Ей даже подумалось, а не вернуться ли к фотомастеру и не потребовать ли у него квитанцию? Но потом решила – поздно! Надо было сразу настаивать, чтобы квитанция была выписана как положено. Да и зачем она теперь ей? Если любимый парень способен вот так – взять и обругать ее, не поверив ни единому ее слову, чем может помочь жалкий клочок казенной бумаги? И должна же у нее быть девичья гордость, в конце концов? Об этом она столько слышала от старших, более опытных подруг, да и мать не раз ей говорила…
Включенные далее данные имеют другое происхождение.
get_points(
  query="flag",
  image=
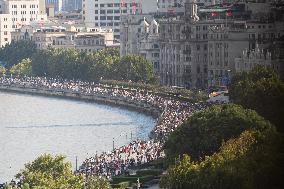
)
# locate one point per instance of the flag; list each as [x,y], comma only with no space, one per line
[213,14]
[229,14]
[133,6]
[122,3]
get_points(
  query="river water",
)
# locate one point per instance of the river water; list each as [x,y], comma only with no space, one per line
[33,125]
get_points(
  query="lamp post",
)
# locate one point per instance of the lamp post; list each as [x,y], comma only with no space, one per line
[113,143]
[228,77]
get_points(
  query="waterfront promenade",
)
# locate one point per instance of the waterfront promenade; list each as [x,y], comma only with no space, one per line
[170,113]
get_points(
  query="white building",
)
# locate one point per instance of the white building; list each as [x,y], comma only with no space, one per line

Вспомнив о матери, Галя совсем расстроилась. Надо скорее идти домой, ведь уже почти темно, и от матери ей точно влетит! Она ведь требовала, чтобы дочь возвращалась домой не позднее девяти. Как будто она еще ребенок совсем…
Галя тяжко вздохнула и вытерла выступившие слезы. Как все мерзко и до обидного глупо получилось! Странно, конечно: неужели она и вправду провела столько времени в фотоателье? Она помнила, как старик усаживал ее, пересаживал, просил голову повернуть и все такое… Но не могло все это длиться два с половиной часа! Никак не могло! Несколько минут от силы… И почему Виталик не догадался постучать в дверь? Сам виноват, а на нее все свалил без зазрения совести! Какая муха его укусила? Понятное дело – перед экзаменами волнуется, но она-то здесь при чем? Зачем же на ней зло срывать – ведь она и так за него переживает. А если он не поступит, ну – скажем, по конкурсу не пройдет? Что тогда – ей вообще нельзя будет на глаза ему показаться?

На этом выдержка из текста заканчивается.